After a long winter, the 50-degree temperatures have sure been a blessing. It’s amazing how quickly outlooks and attitudes on life change. It is just good to be doing physical work again.
Oldest daughter started trimming fruit trees. The first year she took over the job, it looked as if all the trees had been severely pruned. Trees have grown back since then, she definitely has a several weeks of work ahead of her. She leaves the branches for me to pick up, knowing that I want the exercise. But on a day like today and yesterday, someone beat me to the work. Aw shucks, I am so-o-o-o disappointed.
Youngest son has set the incubator with chicken eggs. Methinks they won’t hatch, because I have been saving the eggs far too long and they have been washed. Someone here, and I don’t know who, made the comment, “wonder what would happen if we put the double yolker eggs in the incubator?” No one had an answer. So when cleaning up eggs, I saved the biggest ones that often have double yolks. We’ll see what happens after 21 days. That is if the eggs don’t burst in the incubator. Yuck.

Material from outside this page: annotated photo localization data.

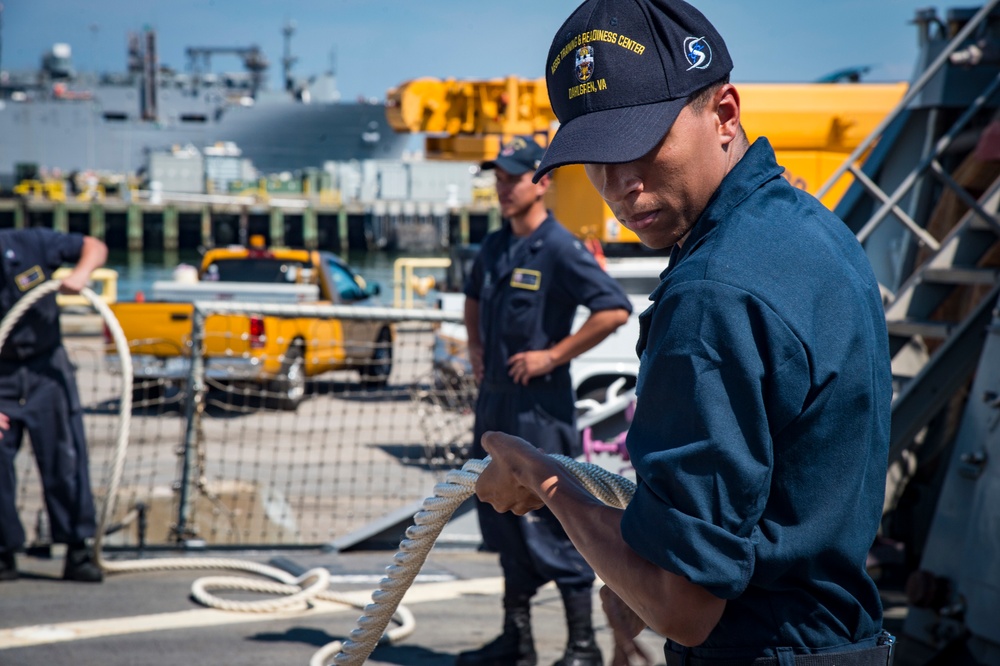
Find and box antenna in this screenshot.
[89,23,100,76]
[282,18,298,92]
[0,3,5,79]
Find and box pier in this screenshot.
[0,197,501,252]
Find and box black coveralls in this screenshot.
[464,214,632,597]
[0,229,96,551]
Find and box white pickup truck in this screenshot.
[431,256,665,400]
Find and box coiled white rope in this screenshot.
[3,279,638,666]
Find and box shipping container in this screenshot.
[377,161,409,200]
[147,151,205,193]
[408,161,475,205]
[205,155,243,194]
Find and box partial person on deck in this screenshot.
[460,136,632,666]
[0,227,108,583]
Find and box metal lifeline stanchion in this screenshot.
[175,303,207,546]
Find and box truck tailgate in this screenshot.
[109,302,256,358]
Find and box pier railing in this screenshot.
[14,303,481,552]
[15,300,637,553]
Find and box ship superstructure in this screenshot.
[0,21,409,186]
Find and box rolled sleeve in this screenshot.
[463,252,485,300]
[624,482,757,599]
[36,228,84,268]
[621,280,805,600]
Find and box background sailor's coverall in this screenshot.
[465,215,632,596]
[0,229,96,552]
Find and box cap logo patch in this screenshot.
[500,137,528,157]
[549,29,639,75]
[575,45,595,82]
[684,36,712,70]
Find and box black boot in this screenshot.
[456,595,537,666]
[63,543,103,583]
[0,550,17,582]
[553,588,602,666]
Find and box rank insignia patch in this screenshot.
[15,265,44,292]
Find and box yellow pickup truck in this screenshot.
[106,239,393,410]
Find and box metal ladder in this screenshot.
[815,1,1000,477]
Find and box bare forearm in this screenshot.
[76,236,108,274]
[463,298,481,351]
[477,434,724,644]
[514,454,726,645]
[549,308,628,366]
[59,236,108,294]
[464,297,484,381]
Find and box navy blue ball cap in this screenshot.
[535,0,733,181]
[481,136,547,176]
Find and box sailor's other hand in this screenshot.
[58,270,90,295]
[601,585,653,666]
[0,412,8,440]
[507,349,555,385]
[476,431,549,515]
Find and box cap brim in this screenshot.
[533,97,688,182]
[481,156,535,176]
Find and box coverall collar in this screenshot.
[494,213,559,281]
[652,137,785,299]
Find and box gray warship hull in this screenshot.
[0,96,408,184]
[0,24,410,186]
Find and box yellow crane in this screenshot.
[387,75,907,246]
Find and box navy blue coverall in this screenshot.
[621,139,892,663]
[0,229,97,553]
[465,214,632,598]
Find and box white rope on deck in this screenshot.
[2,279,638,666]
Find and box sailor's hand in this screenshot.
[601,585,653,666]
[476,431,553,515]
[58,270,90,295]
[0,412,9,441]
[507,350,555,385]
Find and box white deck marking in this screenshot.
[0,576,504,649]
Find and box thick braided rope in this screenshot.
[332,454,637,666]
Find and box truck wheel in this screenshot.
[268,343,306,411]
[361,328,393,388]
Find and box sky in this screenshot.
[1,1,946,102]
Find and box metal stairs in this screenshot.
[815,1,1000,478]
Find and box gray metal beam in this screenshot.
[890,283,1000,468]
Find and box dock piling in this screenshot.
[127,204,144,251]
[270,208,285,247]
[89,203,106,239]
[164,205,179,251]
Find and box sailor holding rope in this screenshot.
[0,226,108,583]
[475,1,895,665]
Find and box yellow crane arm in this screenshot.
[385,75,908,241]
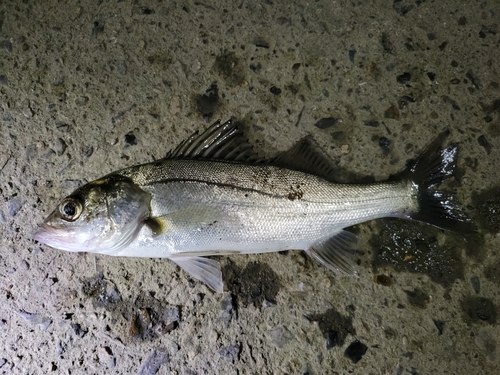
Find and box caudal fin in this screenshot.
[405,130,476,232]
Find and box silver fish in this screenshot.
[34,120,474,292]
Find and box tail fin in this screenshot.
[405,130,476,232]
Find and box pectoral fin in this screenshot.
[306,230,358,276]
[169,256,223,293]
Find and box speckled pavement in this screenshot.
[1,1,499,374]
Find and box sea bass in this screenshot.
[34,120,474,292]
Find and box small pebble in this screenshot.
[344,340,368,363]
[54,138,67,155]
[137,349,169,375]
[41,149,56,159]
[19,260,29,271]
[396,72,411,84]
[124,132,138,146]
[270,86,282,95]
[8,198,22,217]
[314,117,341,129]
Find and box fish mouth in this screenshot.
[33,223,80,251]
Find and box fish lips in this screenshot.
[33,223,83,252]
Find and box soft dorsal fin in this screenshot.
[166,119,265,162]
[273,137,339,182]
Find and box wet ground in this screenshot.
[1,0,499,374]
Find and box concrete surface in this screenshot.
[1,0,499,374]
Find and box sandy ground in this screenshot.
[1,0,499,374]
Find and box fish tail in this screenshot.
[404,130,476,232]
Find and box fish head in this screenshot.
[34,177,150,254]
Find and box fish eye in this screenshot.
[59,198,82,221]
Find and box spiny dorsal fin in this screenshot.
[273,136,340,182]
[166,119,265,163]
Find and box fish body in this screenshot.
[34,120,474,292]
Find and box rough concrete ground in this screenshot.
[0,0,499,374]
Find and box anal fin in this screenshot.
[169,256,223,293]
[306,230,358,276]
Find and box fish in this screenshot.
[34,120,475,293]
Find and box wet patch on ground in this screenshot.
[81,272,122,309]
[222,260,281,308]
[460,296,497,325]
[81,273,180,342]
[370,220,482,287]
[471,185,500,234]
[306,307,356,350]
[213,51,246,87]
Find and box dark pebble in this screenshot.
[0,74,7,86]
[470,276,480,294]
[326,331,339,349]
[270,86,282,95]
[450,78,460,84]
[363,120,380,127]
[314,117,340,129]
[427,72,436,81]
[379,137,390,150]
[384,105,400,120]
[71,323,87,338]
[124,132,138,146]
[374,274,392,286]
[348,49,356,63]
[433,319,444,335]
[196,83,219,122]
[477,135,491,154]
[92,20,104,36]
[344,340,368,363]
[466,70,482,89]
[139,7,154,15]
[396,72,411,84]
[83,145,94,158]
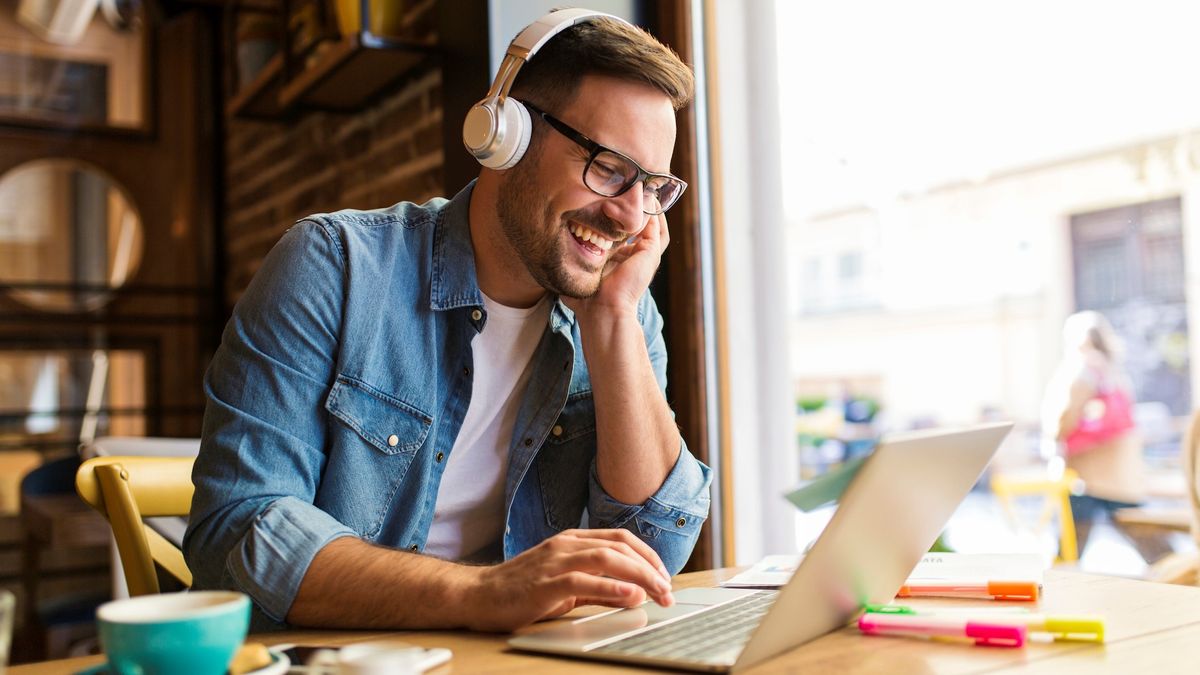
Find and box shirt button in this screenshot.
[676,517,687,528]
[462,366,470,376]
[436,451,445,463]
[409,544,419,552]
[551,425,563,437]
[471,309,482,321]
[523,438,533,447]
[387,434,399,447]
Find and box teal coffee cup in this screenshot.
[97,591,251,675]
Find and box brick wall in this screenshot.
[222,2,445,305]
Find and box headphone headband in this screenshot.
[463,8,633,170]
[508,8,622,60]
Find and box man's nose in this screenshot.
[601,184,647,235]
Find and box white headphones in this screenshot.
[462,8,631,170]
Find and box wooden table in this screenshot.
[14,568,1200,674]
[1114,505,1193,532]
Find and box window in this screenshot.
[1072,198,1190,415]
[0,348,147,451]
[713,1,1200,568]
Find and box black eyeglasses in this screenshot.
[522,101,687,215]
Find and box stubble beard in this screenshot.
[496,160,603,299]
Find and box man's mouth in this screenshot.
[567,221,616,253]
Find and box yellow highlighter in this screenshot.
[1011,614,1105,643]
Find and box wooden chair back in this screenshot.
[75,456,195,596]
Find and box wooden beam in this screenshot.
[648,0,715,572]
[436,0,491,196]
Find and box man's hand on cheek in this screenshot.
[568,212,669,317]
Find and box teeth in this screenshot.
[569,223,614,250]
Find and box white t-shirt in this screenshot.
[423,292,551,562]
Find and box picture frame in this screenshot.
[0,0,153,136]
[0,52,109,126]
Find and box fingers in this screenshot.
[547,572,646,608]
[635,213,668,250]
[560,548,672,606]
[535,576,648,623]
[602,242,637,277]
[538,597,578,623]
[479,530,677,630]
[562,529,671,580]
[545,531,673,607]
[637,214,660,250]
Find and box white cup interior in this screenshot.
[97,591,247,623]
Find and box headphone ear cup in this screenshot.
[484,99,532,170]
[462,101,500,160]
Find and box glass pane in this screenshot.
[0,0,146,129]
[0,159,144,312]
[779,0,1196,427]
[0,348,146,451]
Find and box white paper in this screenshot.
[721,553,1046,589]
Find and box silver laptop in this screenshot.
[509,422,1012,672]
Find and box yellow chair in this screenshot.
[75,456,195,596]
[990,466,1080,563]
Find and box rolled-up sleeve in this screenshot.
[587,440,712,573]
[183,220,355,623]
[224,497,354,621]
[584,291,713,574]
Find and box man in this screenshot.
[184,10,711,632]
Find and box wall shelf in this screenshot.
[277,32,435,112]
[226,31,435,119]
[225,52,285,119]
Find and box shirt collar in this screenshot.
[550,297,575,333]
[430,180,484,311]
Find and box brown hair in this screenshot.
[509,16,694,114]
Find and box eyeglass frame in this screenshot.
[521,100,687,215]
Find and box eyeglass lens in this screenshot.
[584,150,682,215]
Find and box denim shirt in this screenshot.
[183,182,712,628]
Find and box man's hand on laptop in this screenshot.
[465,528,675,632]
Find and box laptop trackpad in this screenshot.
[509,602,709,652]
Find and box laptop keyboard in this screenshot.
[593,590,778,663]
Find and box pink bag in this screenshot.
[1064,384,1135,456]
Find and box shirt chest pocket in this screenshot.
[325,375,433,537]
[537,393,596,531]
[326,375,433,455]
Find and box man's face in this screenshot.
[496,75,677,299]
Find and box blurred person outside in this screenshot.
[1042,310,1172,564]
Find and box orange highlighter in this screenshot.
[897,580,1040,601]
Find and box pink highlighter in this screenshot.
[858,612,1027,648]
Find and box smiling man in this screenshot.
[184,9,711,631]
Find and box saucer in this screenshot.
[248,649,291,675]
[74,647,290,675]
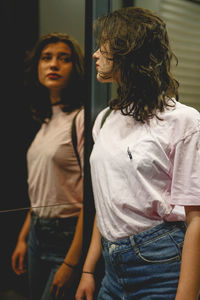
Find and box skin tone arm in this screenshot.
[11,210,31,275]
[75,214,102,300]
[50,207,84,299]
[175,206,200,300]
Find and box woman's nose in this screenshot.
[50,57,59,69]
[92,49,100,59]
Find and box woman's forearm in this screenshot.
[18,210,31,242]
[82,214,102,273]
[63,207,84,266]
[175,206,200,299]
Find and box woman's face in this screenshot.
[93,44,115,83]
[38,42,73,94]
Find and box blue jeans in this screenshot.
[28,213,78,300]
[98,221,186,300]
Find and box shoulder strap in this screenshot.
[71,109,82,170]
[100,108,112,129]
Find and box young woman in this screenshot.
[11,32,85,300]
[75,7,200,300]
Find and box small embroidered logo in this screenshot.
[127,147,133,160]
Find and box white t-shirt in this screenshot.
[27,106,84,218]
[90,100,200,241]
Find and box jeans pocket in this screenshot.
[169,226,185,253]
[135,232,181,264]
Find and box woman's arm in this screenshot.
[11,210,31,275]
[50,207,84,298]
[175,206,200,300]
[63,206,84,266]
[75,214,102,300]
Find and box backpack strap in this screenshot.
[100,108,112,129]
[71,109,82,170]
[72,107,110,169]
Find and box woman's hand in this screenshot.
[50,263,76,299]
[75,273,95,300]
[11,240,27,275]
[11,211,31,276]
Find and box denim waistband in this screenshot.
[101,221,186,250]
[31,211,78,228]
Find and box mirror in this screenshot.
[1,1,86,299]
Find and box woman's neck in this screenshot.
[50,91,61,105]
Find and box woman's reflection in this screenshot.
[11,32,85,300]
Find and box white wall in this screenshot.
[134,0,161,12]
[131,0,200,111]
[39,0,85,49]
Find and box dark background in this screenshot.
[1,0,39,296]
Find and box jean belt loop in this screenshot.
[32,212,39,226]
[129,235,135,248]
[56,219,59,228]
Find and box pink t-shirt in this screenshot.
[27,106,84,218]
[90,100,200,241]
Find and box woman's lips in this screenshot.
[47,73,61,79]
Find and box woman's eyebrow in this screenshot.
[59,52,71,57]
[41,51,71,56]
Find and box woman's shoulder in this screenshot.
[165,101,200,128]
[73,107,84,129]
[75,106,84,119]
[163,101,200,140]
[175,101,199,117]
[92,107,111,141]
[94,106,111,129]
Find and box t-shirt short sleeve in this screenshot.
[170,130,200,206]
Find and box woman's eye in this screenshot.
[100,48,106,54]
[99,49,113,61]
[41,56,51,61]
[60,56,71,62]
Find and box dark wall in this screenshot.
[2,0,39,209]
[1,0,39,295]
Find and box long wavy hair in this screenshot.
[24,32,85,123]
[94,7,179,122]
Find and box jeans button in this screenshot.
[109,244,118,254]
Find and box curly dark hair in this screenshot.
[24,32,85,123]
[94,7,179,122]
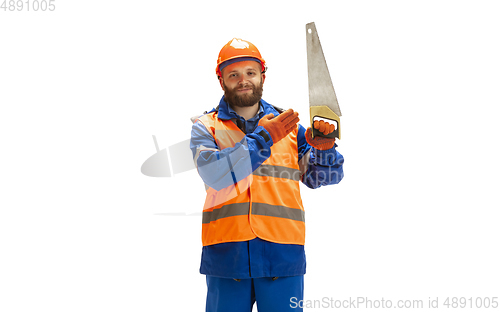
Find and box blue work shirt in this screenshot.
[190,96,344,279]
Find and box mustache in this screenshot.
[236,82,255,90]
[223,81,257,93]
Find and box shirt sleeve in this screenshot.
[297,124,344,189]
[190,120,273,191]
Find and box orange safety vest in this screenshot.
[197,111,305,246]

The driveway needed grading. But you know wives, when your husband gets on the smaller tractor and starts grading it looks to me like he is just playing. Especially when he orders some rock spending an afternoon spreading the loads around.
It reminds me of when much younger, my brothers, sisters and I played in the sandbox, pushing up sand and making those wondrously curvy mountain roads or roads like you find along the Little Sioux River in O’Brien and Cherokee County, or in the Loess Hills Region.
Looking at the grapes today, after reading ISU’s recommendations for pruning, it appears to me that we might be able to prune those grapes into something yet. Second daughter doesn’t know it yet, but I’m giving her the pruned grape vines to fashion me some sort of vegetable basket.
I will put the emphasis on basket or it might wind up on her head like a Julius Caesar crown. That is after I really do get enough nerve up to actually prune those grapes. Some jobs are just plain scary.
The boys worked on a planter getting the no-till stuff on it so that it’s ready to go when that day comes. They did send their father off for parts. I didn’t know he had been promoted to parts man.
Youngest daughter practiced archery skills she learned at the 4-H ArrowHead Club, of which she and her brother are a members. Did you know the end of those round bales make a perfect holder for the target? But I sure don’t know what Miss Robin Hood was doing five bales down scrounging around searching for arrows?
Life on the farm,
Everything is happy now,
Everything is upward striving,
The soul partakes the season’s youth.